С утра она занялась своим туалетом, выбрала амазонку, которую не надевала с самого своего приезда сюда, и спустилась в кухню, где над кастрюлями колдовала Годивелла, стараясь производить как можно меньше шума, чтобы не разбудить ребенка. Его колыбелька была тут же, у окна. Вооружившись мехами, она раздувала огонь в печи, тлевший всю ночь. Пламя уже разгоралось, весело трещали дрова. Увидев Гортензию, старуха от удивления чуть не подскочила:

– Уже встали, госпожа Гортензия? Что так рано?

– Годивелла, мне надо с вами поговорить. Вы ведь позавчера мне сказали, что дорожите Этьеном больше всего на свете?

– Истинная правда! И не сказать вам, как я люблю его, ангелочка…

– Я так и думала. Годивелла, я поручаю его вам. Я уезжаю.

– Уезжаете? Но…

– Да, я знаю. Маркиз постарается теперь все предпринять для того, чтобы мы с ним не виделись, но я должна, хоть мне и больно, пойти на этот риск. Я не могу больше тут оставаться…

– Но все-таки останетесь! – раздался сзади голос маркиза. Она не слышала, как он подошел. – Несмотря на все ваши меры предосторожности, я слышал, как вы выходили из своей комнаты, и заподозрил неладное. Не хотелось бы, чтобы вы сохранили какие-то иллюзии. Запомните хорошенько: вы больше никогда отсюда не выйдете, моя дорогая Гортензия.

– А ваше слово? Не вы ли утверждали, что я могу идти куда и когда мне угодно, если откажусь от мысли забрать у вас сына?

– И вы предпочли бегать по лесам, чем жить подле ребенка. Какая ужасная мать!
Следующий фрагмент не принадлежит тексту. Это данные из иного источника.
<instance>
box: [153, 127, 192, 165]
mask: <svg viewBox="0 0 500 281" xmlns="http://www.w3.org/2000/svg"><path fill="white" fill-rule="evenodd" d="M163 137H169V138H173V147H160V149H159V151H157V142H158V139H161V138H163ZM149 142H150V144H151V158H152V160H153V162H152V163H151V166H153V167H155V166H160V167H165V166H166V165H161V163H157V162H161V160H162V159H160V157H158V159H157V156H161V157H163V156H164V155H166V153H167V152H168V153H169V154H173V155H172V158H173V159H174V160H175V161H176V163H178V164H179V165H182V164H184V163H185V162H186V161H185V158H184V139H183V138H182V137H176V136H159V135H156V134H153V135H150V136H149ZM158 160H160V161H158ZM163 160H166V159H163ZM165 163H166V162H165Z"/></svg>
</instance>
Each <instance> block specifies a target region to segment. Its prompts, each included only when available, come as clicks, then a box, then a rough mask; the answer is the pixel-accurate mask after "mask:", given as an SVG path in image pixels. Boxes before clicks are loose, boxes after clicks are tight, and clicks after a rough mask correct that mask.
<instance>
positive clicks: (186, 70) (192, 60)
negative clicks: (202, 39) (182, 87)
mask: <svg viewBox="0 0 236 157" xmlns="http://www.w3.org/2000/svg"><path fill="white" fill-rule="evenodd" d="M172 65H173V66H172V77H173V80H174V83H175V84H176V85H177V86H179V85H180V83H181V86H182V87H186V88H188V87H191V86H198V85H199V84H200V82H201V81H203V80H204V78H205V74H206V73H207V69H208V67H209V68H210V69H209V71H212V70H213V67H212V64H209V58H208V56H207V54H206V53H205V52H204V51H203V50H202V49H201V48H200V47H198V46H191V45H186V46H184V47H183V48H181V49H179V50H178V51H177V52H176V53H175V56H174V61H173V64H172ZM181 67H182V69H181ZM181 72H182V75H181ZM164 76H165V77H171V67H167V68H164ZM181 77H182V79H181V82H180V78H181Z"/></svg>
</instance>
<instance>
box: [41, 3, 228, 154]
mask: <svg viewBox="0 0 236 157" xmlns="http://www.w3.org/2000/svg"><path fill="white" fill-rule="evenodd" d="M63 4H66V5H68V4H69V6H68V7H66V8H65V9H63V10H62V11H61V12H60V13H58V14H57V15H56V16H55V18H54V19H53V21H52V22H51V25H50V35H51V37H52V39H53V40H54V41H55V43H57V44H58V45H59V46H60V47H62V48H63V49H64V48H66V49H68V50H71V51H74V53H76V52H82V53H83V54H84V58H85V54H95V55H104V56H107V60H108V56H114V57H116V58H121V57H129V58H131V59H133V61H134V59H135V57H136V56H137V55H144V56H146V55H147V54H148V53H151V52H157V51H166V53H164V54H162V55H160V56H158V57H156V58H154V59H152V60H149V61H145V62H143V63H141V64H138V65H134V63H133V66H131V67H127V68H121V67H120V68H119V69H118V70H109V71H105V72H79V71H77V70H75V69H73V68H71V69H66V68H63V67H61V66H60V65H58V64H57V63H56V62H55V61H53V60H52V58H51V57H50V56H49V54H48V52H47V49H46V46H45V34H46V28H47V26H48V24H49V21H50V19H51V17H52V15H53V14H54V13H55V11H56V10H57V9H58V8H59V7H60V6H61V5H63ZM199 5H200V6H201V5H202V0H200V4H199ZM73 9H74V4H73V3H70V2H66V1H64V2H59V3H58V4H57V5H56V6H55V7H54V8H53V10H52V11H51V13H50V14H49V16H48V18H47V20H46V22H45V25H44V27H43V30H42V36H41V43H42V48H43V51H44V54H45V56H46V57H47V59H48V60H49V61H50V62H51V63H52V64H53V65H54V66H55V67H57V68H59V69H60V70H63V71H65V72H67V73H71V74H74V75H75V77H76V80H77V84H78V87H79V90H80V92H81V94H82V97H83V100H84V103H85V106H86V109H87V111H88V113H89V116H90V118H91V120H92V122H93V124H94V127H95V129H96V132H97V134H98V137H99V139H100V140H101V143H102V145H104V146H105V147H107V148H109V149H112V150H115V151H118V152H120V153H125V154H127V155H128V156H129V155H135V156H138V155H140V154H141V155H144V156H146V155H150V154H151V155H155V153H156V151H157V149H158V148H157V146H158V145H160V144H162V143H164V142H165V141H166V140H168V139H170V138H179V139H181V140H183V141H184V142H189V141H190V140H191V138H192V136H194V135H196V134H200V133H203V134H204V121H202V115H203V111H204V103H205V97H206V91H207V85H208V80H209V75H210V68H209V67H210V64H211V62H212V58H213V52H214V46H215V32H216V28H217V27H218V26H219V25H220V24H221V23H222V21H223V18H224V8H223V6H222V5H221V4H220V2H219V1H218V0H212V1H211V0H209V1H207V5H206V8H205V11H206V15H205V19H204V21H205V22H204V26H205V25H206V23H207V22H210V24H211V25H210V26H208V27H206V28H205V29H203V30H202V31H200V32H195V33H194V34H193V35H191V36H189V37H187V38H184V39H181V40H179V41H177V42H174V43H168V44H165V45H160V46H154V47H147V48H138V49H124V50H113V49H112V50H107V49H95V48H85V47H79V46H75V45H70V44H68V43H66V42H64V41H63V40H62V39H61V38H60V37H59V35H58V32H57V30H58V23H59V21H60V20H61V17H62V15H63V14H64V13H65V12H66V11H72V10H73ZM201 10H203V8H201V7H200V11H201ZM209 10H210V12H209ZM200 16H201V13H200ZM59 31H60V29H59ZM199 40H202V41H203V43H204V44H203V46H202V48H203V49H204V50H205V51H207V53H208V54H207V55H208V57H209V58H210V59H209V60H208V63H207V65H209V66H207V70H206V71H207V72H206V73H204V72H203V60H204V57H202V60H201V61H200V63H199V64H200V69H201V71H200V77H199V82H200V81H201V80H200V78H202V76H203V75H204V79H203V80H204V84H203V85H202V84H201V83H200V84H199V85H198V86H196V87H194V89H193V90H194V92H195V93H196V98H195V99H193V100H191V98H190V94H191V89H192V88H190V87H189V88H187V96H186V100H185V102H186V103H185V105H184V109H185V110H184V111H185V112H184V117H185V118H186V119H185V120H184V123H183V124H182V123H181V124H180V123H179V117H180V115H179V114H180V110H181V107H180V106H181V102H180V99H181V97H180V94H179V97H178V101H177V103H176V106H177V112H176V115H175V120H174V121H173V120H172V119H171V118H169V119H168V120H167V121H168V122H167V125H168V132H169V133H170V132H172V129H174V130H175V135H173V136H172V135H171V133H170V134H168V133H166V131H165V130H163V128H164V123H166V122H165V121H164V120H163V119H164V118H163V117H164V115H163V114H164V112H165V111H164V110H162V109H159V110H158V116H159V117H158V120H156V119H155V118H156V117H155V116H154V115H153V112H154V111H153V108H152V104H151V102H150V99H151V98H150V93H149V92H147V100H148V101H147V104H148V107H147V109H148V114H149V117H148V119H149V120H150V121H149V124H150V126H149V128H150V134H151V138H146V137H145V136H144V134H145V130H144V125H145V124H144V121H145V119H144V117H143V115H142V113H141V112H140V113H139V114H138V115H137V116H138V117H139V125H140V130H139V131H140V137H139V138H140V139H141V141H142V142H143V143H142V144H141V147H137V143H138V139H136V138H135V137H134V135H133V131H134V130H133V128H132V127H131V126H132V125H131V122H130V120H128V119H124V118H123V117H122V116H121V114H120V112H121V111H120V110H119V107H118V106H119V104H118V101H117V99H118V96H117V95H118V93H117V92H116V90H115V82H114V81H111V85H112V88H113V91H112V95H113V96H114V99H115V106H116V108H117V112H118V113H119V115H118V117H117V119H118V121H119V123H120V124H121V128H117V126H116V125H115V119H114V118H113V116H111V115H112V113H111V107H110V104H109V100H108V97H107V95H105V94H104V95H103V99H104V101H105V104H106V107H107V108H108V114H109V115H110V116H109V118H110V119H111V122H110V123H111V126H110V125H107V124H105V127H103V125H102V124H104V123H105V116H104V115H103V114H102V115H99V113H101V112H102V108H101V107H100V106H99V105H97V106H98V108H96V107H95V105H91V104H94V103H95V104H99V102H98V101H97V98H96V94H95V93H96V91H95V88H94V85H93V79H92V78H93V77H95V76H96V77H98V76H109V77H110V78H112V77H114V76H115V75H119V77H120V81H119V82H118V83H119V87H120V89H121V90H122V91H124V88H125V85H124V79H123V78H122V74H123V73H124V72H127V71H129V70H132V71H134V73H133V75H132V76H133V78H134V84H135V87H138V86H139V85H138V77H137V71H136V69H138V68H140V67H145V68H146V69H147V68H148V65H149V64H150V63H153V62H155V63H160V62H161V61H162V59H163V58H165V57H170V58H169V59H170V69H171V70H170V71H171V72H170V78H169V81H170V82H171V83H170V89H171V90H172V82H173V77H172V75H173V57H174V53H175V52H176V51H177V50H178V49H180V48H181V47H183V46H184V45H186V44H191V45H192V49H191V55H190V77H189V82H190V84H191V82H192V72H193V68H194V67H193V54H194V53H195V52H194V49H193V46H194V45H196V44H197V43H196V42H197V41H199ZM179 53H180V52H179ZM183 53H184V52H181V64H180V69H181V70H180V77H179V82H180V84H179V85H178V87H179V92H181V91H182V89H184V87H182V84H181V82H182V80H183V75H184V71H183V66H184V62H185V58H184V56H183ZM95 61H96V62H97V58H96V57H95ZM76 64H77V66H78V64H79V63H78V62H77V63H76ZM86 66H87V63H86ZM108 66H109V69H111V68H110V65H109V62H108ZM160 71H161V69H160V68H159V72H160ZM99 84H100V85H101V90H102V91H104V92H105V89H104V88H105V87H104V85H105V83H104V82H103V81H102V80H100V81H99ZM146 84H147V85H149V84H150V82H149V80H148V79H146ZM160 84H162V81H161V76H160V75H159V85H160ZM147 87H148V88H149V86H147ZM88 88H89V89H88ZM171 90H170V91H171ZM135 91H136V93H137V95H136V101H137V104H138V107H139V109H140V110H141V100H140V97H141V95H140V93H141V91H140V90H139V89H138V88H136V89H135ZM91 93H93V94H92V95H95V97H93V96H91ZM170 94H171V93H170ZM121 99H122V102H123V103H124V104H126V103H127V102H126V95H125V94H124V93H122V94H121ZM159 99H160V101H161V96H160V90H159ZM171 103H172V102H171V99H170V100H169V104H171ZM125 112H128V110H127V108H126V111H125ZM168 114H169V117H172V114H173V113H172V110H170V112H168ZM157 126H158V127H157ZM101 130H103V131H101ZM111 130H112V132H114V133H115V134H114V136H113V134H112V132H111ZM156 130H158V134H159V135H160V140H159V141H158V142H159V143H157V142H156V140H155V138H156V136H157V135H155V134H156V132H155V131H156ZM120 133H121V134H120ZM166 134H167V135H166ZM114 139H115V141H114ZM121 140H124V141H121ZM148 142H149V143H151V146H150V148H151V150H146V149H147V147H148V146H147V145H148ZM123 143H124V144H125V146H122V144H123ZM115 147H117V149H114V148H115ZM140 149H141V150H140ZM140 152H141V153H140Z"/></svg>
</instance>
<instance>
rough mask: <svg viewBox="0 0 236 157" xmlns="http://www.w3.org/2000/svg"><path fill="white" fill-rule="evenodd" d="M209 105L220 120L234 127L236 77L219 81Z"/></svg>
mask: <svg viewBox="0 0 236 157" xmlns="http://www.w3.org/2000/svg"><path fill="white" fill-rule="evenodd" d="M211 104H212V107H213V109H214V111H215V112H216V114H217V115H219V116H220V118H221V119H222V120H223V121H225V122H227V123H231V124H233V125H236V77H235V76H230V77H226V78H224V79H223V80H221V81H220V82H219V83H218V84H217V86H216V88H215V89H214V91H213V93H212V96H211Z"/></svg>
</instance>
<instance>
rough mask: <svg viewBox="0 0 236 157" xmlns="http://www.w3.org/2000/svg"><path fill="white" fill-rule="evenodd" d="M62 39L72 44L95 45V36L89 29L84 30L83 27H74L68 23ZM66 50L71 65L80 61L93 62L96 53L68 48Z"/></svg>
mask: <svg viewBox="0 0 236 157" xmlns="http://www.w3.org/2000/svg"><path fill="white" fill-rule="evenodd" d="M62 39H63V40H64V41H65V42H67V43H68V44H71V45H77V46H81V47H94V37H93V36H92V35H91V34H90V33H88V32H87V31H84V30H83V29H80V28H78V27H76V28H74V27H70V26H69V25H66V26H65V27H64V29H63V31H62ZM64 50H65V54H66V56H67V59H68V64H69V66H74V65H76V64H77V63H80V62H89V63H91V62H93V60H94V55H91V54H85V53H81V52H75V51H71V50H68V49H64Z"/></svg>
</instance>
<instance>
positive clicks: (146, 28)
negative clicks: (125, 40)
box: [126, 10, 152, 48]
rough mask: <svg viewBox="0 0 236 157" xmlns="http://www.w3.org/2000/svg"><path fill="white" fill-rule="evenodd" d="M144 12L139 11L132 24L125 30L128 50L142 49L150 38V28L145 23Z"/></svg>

– Не вам об этом судить! Вы сами никогда не были хорошим отцом. Так вы сказали это, да или нет?

Маркиз потянулся, запустил ложку в горшок с медом на большом столе.

– Еще так рано, а у вас опять на уме разные глупости! Как я от вас устал, моя дорогая…

– Вы ответите или нет? Вы так говорили?

– Конечно, конечно… говорил. Но вы должны понять, со вчерашнего дня многое изменилось. Такого человека, как вы, нельзя отпустить на все четыре стороны, нельзя дать вам полную и безоговорочную свободу. Так что, с вашего позволения, я изменю свое решение. Вы больше никогда не покинете этот дом, я не приму никаких условий. А теперь не хотите ли чашечку кофе? Или же предпочтете сразу подняться к себе?

– Не собираетесь же вы держать меня здесь до конца моих дней?

– Кто может предвидеть, когда наступит конец? – вздохнул маркиз, закатив глаза к потолку. – Во всяком случае, не бойтесь: я не лишу вас возможности дышать нашим чистым горным воздухом, но… только в моем обществе.